Traceback (most recent call last):
  File "/home/refx/yolov7_tracker/openvino_env/lib/python3.8/site-packages/openvino/tools/benchmark/main.py", line 59, in main
    args, is_network_compiled = parse_and_check_command_line()
  File "/home/refx/yolov7_tracker/openvino_env/lib/python3.8/site-packages/openvino/tools/benchmark/main.py", line 35, in parse_and_check_command_line
    raise Exception("-nstreams, -nthreads and -pin options are fine tune options. To use them you " \
Exception: -nstreams, -nthreads and -pin options are fine tune options. To use them you should explicitely set -hint option to none. This is not OpenVINO limitation (those options can be used in OpenVINO together), but a benchmark_app UI rule.

& im getting lower fps for this

setting = {"PERFORMANCE_HINT":"THROUGHPUT", "AFFINITY":"NUMA"}
model = core.compile_model(model=model, device_name="CPU", config=setting) 
image

also i tried to set device_name='GPU' & getting error

/yolov7_tracker/openvino_env/lib/python3.8/site-packages/openvino/libs/libopenvino_intel_gpu_plugin.so for device GPU
Please, check your environment
Check 'error_code == 0' failed at src/plugins/intel_gpu/src/runtime/ocl/ocl_device_detector.cpp:194:
[GPU] No supported OCL devices found or unexpected error happened during devices query.
[GPU] Please check OpenVINO documentation for GPU drivers setup guide.
[GPU] clGetPlatformIDs error code: -1001

out of all this,its giving higher fps,but i as you mention its using gpu by defualt, but i dont have gpu,then how its working?

model = core.compile_model(model,config={"CPU":"INFERENCE_NUM_THREADS 32"}) 
wangleis commented 1 year ago

@akashAD98 For benchmarking on this platform, please use benchmark_app -m model/yolov7-tiny_int8.xml -d CPU -hint none -nthreads 32 -pin NUMA

When you call compile_model() without device name, OpenVINO will use AUTO device by default. AUTO devices will identify and use devices available in the system, not just the CPU. Please learn more detail from https://docs.openvino.ai/latest/openvino_docs_OV_UG_supported_plugins_AUTO.html.
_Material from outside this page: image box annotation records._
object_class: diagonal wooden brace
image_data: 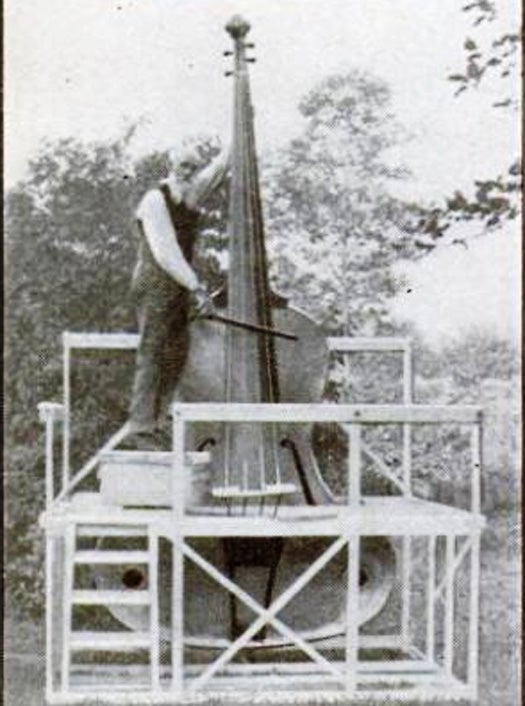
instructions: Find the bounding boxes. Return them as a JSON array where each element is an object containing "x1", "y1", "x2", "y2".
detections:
[
  {"x1": 174, "y1": 537, "x2": 347, "y2": 690},
  {"x1": 434, "y1": 537, "x2": 473, "y2": 601}
]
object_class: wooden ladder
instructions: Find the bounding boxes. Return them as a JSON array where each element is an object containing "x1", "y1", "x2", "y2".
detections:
[{"x1": 61, "y1": 520, "x2": 160, "y2": 692}]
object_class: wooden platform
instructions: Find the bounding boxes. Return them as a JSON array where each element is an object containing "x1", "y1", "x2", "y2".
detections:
[{"x1": 41, "y1": 493, "x2": 486, "y2": 538}]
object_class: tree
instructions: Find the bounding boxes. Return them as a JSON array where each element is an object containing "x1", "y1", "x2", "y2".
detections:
[
  {"x1": 5, "y1": 135, "x2": 224, "y2": 612},
  {"x1": 264, "y1": 70, "x2": 439, "y2": 333}
]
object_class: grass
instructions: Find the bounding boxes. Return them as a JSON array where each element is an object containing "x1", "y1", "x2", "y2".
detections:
[{"x1": 4, "y1": 510, "x2": 520, "y2": 706}]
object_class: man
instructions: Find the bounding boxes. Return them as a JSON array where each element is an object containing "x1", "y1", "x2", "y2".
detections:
[{"x1": 123, "y1": 145, "x2": 229, "y2": 449}]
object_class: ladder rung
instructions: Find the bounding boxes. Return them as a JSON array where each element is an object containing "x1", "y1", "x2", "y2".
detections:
[
  {"x1": 75, "y1": 549, "x2": 149, "y2": 564},
  {"x1": 77, "y1": 524, "x2": 148, "y2": 537},
  {"x1": 73, "y1": 589, "x2": 151, "y2": 605},
  {"x1": 70, "y1": 631, "x2": 151, "y2": 652}
]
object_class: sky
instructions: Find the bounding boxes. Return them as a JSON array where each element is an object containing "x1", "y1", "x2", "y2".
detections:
[{"x1": 4, "y1": 0, "x2": 520, "y2": 342}]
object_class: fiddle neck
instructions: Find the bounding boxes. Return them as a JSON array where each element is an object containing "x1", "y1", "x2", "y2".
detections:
[{"x1": 226, "y1": 16, "x2": 278, "y2": 402}]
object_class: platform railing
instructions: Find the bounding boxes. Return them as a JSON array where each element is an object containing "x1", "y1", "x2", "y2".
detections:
[
  {"x1": 172, "y1": 403, "x2": 483, "y2": 518},
  {"x1": 38, "y1": 331, "x2": 413, "y2": 505}
]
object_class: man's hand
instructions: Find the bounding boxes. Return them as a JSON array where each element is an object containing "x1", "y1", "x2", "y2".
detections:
[{"x1": 190, "y1": 285, "x2": 215, "y2": 318}]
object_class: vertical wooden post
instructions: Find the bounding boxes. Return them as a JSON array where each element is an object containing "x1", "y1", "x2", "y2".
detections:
[
  {"x1": 426, "y1": 534, "x2": 436, "y2": 662},
  {"x1": 345, "y1": 534, "x2": 360, "y2": 696},
  {"x1": 403, "y1": 343, "x2": 414, "y2": 497},
  {"x1": 348, "y1": 422, "x2": 361, "y2": 506},
  {"x1": 61, "y1": 522, "x2": 76, "y2": 691},
  {"x1": 401, "y1": 535, "x2": 412, "y2": 650},
  {"x1": 45, "y1": 528, "x2": 56, "y2": 701},
  {"x1": 444, "y1": 534, "x2": 456, "y2": 675},
  {"x1": 467, "y1": 532, "x2": 480, "y2": 699},
  {"x1": 46, "y1": 414, "x2": 55, "y2": 509},
  {"x1": 470, "y1": 420, "x2": 483, "y2": 514},
  {"x1": 148, "y1": 525, "x2": 160, "y2": 691},
  {"x1": 171, "y1": 405, "x2": 185, "y2": 696},
  {"x1": 61, "y1": 331, "x2": 71, "y2": 490}
]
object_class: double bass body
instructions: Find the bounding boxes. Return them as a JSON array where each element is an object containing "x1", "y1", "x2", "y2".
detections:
[{"x1": 99, "y1": 16, "x2": 395, "y2": 649}]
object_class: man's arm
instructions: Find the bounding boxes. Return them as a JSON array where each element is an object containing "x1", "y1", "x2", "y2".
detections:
[
  {"x1": 137, "y1": 190, "x2": 199, "y2": 291},
  {"x1": 183, "y1": 144, "x2": 230, "y2": 209}
]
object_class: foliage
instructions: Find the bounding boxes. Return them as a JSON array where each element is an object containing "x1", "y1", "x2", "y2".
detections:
[
  {"x1": 437, "y1": 0, "x2": 522, "y2": 228},
  {"x1": 448, "y1": 0, "x2": 520, "y2": 108},
  {"x1": 263, "y1": 70, "x2": 439, "y2": 333},
  {"x1": 5, "y1": 132, "x2": 223, "y2": 612}
]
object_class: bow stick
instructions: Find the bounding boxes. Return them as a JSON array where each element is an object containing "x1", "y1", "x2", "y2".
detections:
[{"x1": 202, "y1": 314, "x2": 299, "y2": 341}]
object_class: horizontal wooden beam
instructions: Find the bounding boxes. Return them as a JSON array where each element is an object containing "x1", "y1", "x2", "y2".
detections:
[
  {"x1": 326, "y1": 336, "x2": 410, "y2": 353},
  {"x1": 62, "y1": 331, "x2": 139, "y2": 350},
  {"x1": 172, "y1": 402, "x2": 482, "y2": 424},
  {"x1": 62, "y1": 331, "x2": 410, "y2": 353}
]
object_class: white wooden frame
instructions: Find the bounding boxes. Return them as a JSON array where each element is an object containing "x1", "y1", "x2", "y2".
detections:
[{"x1": 39, "y1": 333, "x2": 483, "y2": 704}]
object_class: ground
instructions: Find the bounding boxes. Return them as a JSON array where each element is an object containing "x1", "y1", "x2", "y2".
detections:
[{"x1": 4, "y1": 510, "x2": 520, "y2": 706}]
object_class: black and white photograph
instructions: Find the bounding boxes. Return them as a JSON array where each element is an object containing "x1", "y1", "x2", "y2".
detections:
[{"x1": 3, "y1": 0, "x2": 522, "y2": 706}]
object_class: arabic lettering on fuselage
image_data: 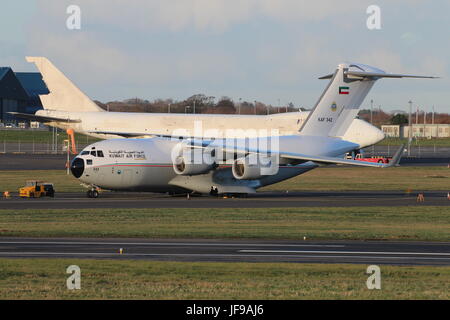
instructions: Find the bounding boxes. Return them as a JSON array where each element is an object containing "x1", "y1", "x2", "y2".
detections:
[{"x1": 108, "y1": 150, "x2": 145, "y2": 160}]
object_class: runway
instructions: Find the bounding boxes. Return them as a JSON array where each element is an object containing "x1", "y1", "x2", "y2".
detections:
[
  {"x1": 0, "y1": 191, "x2": 450, "y2": 210},
  {"x1": 0, "y1": 238, "x2": 450, "y2": 266}
]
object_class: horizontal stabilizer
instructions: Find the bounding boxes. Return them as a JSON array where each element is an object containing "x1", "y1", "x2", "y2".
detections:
[
  {"x1": 319, "y1": 71, "x2": 440, "y2": 80},
  {"x1": 344, "y1": 70, "x2": 439, "y2": 79},
  {"x1": 8, "y1": 112, "x2": 81, "y2": 123}
]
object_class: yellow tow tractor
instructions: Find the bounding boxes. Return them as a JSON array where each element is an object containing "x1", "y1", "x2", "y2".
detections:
[{"x1": 19, "y1": 180, "x2": 55, "y2": 198}]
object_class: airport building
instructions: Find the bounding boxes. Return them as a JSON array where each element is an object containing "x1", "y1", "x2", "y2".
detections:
[
  {"x1": 381, "y1": 124, "x2": 450, "y2": 139},
  {"x1": 0, "y1": 67, "x2": 49, "y2": 123}
]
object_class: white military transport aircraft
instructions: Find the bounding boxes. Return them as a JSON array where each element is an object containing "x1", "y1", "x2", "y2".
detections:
[
  {"x1": 12, "y1": 57, "x2": 384, "y2": 148},
  {"x1": 71, "y1": 63, "x2": 432, "y2": 197}
]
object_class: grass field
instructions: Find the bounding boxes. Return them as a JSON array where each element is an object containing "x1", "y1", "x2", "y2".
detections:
[
  {"x1": 0, "y1": 166, "x2": 450, "y2": 192},
  {"x1": 0, "y1": 206, "x2": 450, "y2": 241},
  {"x1": 0, "y1": 259, "x2": 450, "y2": 300}
]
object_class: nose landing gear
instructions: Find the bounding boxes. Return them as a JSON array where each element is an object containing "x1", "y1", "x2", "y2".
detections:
[{"x1": 87, "y1": 189, "x2": 98, "y2": 198}]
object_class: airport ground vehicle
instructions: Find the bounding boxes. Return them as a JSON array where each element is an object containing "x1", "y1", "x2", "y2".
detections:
[
  {"x1": 355, "y1": 153, "x2": 392, "y2": 163},
  {"x1": 19, "y1": 180, "x2": 55, "y2": 198}
]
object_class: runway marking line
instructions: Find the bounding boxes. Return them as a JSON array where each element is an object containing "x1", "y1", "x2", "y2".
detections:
[
  {"x1": 239, "y1": 250, "x2": 450, "y2": 256},
  {"x1": 0, "y1": 252, "x2": 450, "y2": 260}
]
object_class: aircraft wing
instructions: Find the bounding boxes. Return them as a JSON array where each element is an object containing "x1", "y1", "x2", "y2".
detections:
[
  {"x1": 89, "y1": 131, "x2": 154, "y2": 138},
  {"x1": 184, "y1": 139, "x2": 405, "y2": 168},
  {"x1": 8, "y1": 112, "x2": 81, "y2": 123}
]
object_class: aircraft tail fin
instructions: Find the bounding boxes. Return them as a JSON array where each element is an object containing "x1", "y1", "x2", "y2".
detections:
[
  {"x1": 300, "y1": 63, "x2": 435, "y2": 137},
  {"x1": 26, "y1": 57, "x2": 104, "y2": 112}
]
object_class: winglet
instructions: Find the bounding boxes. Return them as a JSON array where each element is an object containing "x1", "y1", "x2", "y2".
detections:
[{"x1": 383, "y1": 144, "x2": 405, "y2": 168}]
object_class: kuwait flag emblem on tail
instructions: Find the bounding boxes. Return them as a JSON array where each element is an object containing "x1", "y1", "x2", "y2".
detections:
[{"x1": 339, "y1": 87, "x2": 350, "y2": 94}]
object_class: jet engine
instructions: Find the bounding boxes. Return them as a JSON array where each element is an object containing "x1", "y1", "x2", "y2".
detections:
[
  {"x1": 231, "y1": 154, "x2": 278, "y2": 180},
  {"x1": 173, "y1": 148, "x2": 216, "y2": 176}
]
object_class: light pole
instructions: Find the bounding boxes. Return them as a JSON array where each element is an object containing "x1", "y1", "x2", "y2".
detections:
[
  {"x1": 408, "y1": 100, "x2": 412, "y2": 157},
  {"x1": 370, "y1": 99, "x2": 373, "y2": 125}
]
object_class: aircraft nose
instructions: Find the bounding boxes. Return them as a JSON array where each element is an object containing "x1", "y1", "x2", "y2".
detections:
[{"x1": 70, "y1": 157, "x2": 84, "y2": 178}]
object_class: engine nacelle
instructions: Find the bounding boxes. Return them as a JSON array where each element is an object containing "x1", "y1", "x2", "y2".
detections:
[
  {"x1": 232, "y1": 154, "x2": 278, "y2": 180},
  {"x1": 173, "y1": 149, "x2": 216, "y2": 176}
]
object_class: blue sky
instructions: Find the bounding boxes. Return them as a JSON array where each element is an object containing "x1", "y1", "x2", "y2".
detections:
[{"x1": 0, "y1": 0, "x2": 450, "y2": 112}]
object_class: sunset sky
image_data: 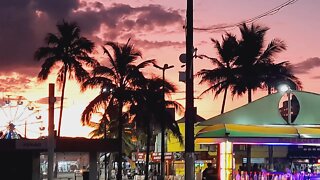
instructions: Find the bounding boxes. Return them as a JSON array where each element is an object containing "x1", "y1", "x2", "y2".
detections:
[{"x1": 0, "y1": 0, "x2": 320, "y2": 136}]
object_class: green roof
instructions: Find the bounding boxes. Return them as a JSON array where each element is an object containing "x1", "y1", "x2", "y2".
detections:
[{"x1": 198, "y1": 91, "x2": 320, "y2": 126}]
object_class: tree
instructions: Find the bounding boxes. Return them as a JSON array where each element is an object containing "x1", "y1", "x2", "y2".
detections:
[
  {"x1": 82, "y1": 39, "x2": 154, "y2": 179},
  {"x1": 34, "y1": 21, "x2": 98, "y2": 137},
  {"x1": 131, "y1": 78, "x2": 183, "y2": 180},
  {"x1": 232, "y1": 23, "x2": 286, "y2": 102},
  {"x1": 196, "y1": 33, "x2": 238, "y2": 114},
  {"x1": 232, "y1": 23, "x2": 297, "y2": 172}
]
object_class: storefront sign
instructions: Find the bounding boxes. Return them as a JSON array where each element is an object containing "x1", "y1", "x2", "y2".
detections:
[
  {"x1": 137, "y1": 152, "x2": 146, "y2": 161},
  {"x1": 16, "y1": 140, "x2": 47, "y2": 150},
  {"x1": 151, "y1": 153, "x2": 173, "y2": 162}
]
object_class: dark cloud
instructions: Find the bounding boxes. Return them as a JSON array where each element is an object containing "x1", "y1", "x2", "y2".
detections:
[
  {"x1": 72, "y1": 3, "x2": 183, "y2": 41},
  {"x1": 133, "y1": 39, "x2": 185, "y2": 49},
  {"x1": 293, "y1": 57, "x2": 320, "y2": 74},
  {"x1": 0, "y1": 0, "x2": 183, "y2": 76},
  {"x1": 33, "y1": 0, "x2": 80, "y2": 20}
]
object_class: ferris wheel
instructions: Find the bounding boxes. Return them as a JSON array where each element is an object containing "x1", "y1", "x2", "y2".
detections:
[{"x1": 0, "y1": 95, "x2": 46, "y2": 139}]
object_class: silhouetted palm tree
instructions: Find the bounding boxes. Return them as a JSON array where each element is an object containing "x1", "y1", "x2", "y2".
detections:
[
  {"x1": 196, "y1": 33, "x2": 238, "y2": 114},
  {"x1": 232, "y1": 23, "x2": 295, "y2": 172},
  {"x1": 34, "y1": 21, "x2": 98, "y2": 137},
  {"x1": 232, "y1": 24, "x2": 286, "y2": 102},
  {"x1": 131, "y1": 78, "x2": 183, "y2": 180},
  {"x1": 82, "y1": 39, "x2": 154, "y2": 179}
]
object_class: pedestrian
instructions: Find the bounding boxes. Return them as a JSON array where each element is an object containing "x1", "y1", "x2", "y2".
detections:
[{"x1": 202, "y1": 163, "x2": 218, "y2": 180}]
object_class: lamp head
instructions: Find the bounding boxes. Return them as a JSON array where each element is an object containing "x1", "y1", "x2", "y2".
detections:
[{"x1": 278, "y1": 84, "x2": 290, "y2": 92}]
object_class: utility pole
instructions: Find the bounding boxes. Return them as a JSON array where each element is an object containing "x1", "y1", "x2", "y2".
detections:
[
  {"x1": 153, "y1": 64, "x2": 174, "y2": 179},
  {"x1": 185, "y1": 0, "x2": 195, "y2": 180},
  {"x1": 48, "y1": 84, "x2": 55, "y2": 180}
]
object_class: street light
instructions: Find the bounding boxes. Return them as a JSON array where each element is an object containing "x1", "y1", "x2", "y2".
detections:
[
  {"x1": 279, "y1": 84, "x2": 292, "y2": 124},
  {"x1": 153, "y1": 63, "x2": 174, "y2": 179}
]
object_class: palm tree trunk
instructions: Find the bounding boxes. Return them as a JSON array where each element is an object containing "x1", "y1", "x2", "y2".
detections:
[
  {"x1": 248, "y1": 88, "x2": 252, "y2": 103},
  {"x1": 246, "y1": 88, "x2": 252, "y2": 174},
  {"x1": 144, "y1": 124, "x2": 151, "y2": 180},
  {"x1": 58, "y1": 66, "x2": 67, "y2": 137},
  {"x1": 268, "y1": 89, "x2": 273, "y2": 170},
  {"x1": 221, "y1": 87, "x2": 228, "y2": 114},
  {"x1": 117, "y1": 99, "x2": 123, "y2": 180}
]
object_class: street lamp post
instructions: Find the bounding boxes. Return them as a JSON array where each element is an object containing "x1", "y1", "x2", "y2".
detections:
[
  {"x1": 153, "y1": 64, "x2": 174, "y2": 179},
  {"x1": 185, "y1": 0, "x2": 195, "y2": 180}
]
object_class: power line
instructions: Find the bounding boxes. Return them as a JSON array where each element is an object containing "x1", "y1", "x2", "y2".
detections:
[{"x1": 194, "y1": 0, "x2": 298, "y2": 32}]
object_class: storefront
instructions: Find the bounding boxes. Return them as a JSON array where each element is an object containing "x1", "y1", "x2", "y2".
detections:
[{"x1": 196, "y1": 91, "x2": 320, "y2": 179}]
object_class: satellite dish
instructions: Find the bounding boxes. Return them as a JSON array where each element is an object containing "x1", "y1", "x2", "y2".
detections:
[{"x1": 179, "y1": 53, "x2": 187, "y2": 63}]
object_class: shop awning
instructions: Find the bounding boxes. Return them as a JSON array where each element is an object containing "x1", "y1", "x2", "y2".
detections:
[
  {"x1": 198, "y1": 91, "x2": 320, "y2": 126},
  {"x1": 196, "y1": 124, "x2": 320, "y2": 138}
]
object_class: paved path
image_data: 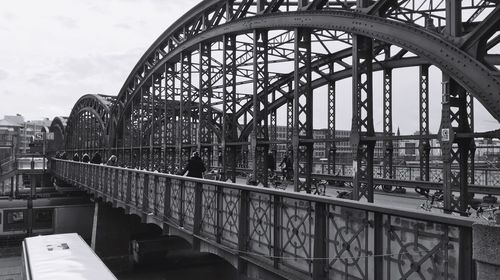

If there is no GPU and the inference runs on the CPU, that's fine. Sorry for misleading.

akashAD98 commented 1 year ago

@wangleis thanks for your kind & fast reply.

i tested it on 32 core machine & im getting this much fps, for yolov7int8.xml model

[Step 1/11] Parsing and validating input arguments
[ INFO ] Parsing input parameters
[Step 2/11] Loading OpenVINO Runtime
[ INFO ] OpenVINO:
[ INFO ] Build ................................. 2022.3.0-9052-9752fafe8eb-releases/2022/3
[ INFO ]
[ INFO ] Device info:
[ INFO ] CPU
[ INFO ] Build ................................. 2022.3.0-9052-9752fafe8eb-releases/2022/3
[ INFO ]
[ INFO ]
[Step 3/11] Setting device configuration
[ WARNING ] No device CPU performance hint is set.
[ WARNING ] -nstreams default value is determined automatically for CPU device. Although the automatic selection usually provides a reasonable performance, but it still may be non-optimal for some cases, for more information look at README.
[Step 4/11] Reading model files
[ INFO ] Loading model files
[ INFO ] Read model took 60.56 ms
[ INFO ] Original model I/O parameters:
[ INFO ] Model inputs:
[ INFO ]     images (node: images) : f32 / [...] / [1,3,640,640]
[ INFO ] Model outputs:
[ INFO ]     output (node: output) : f32 / [...] / [1,25200,85]
[Step 5/11] Resizing model to match image sizes and given batch
[ INFO ] Model batch size: 1
[Step 6/11] Configuring input of the model
[ INFO ] Model inputs:
[ INFO ]     images (node: images) : u8 / [N,C,H,W] / [1,3,640,640]
[ INFO ] Model outputs:
[ INFO ]     output (node: output) : f32 / [...] / [1,25200,85]
[Step 7/11] Loading the model to the device
[ INFO ] Compile model took 771.48 ms
[Step 8/11] Querying optimal runtime parameters
[ INFO ] Model:
[ INFO ]   NETWORK_NAME: torch_jit
[ INFO ]   OPTIMAL_NUMBER_OF_INFER_REQUESTS: 8
[ INFO ]   NUM_STREAMS: 8
[ INFO ]   AFFINITY: Affinity.NUMA
[ INFO ]   INFERENCE_NUM_THREADS: 32
[ INFO ]   PERF_COUNT: False
[ INFO ]   INFERENCE_PRECISION_HINT: <Type: 'float32'>
[ INFO ]   PERFORMANCE_HINT: PerformanceMode.UNDEFINED
[ INFO ]   PERFORMANCE_HINT_NUM_REQUESTS: 0
[Step 9/11] Creating infer requests and preparing input tensors
[ WARNING ] No input files were given for input 'images'!. This input will be filled with random values!
[ INFO ] Fill input 'images' with random values
[Step 10/11] Measuring performance (Start inference asynchronously, 8 inference requests using 8 streams for CPU, limits: 60000 ms duration)
[ INFO ] Benchmarking in inference-only mode (inputs filling are not included in measurement loop).
[ INFO ] First inference took 142.49 ms
[Step 11/11] Dumping statistics report
[ INFO ] Count:            1576 iterations
[ INFO ] Duration:         60502.22 ms
[ INFO ] Latency:
[ INFO ]    Median:        306.83 ms
[ INFO ]    Average:       306.65 ms
[ INFO ]    Min:           270.56 ms
[ INFO ]    Max:           333.05 ms
[ INFO ] Throughput:   26.05 FPS

how can i achieve more fps,I'm not able to get more than 10 fps.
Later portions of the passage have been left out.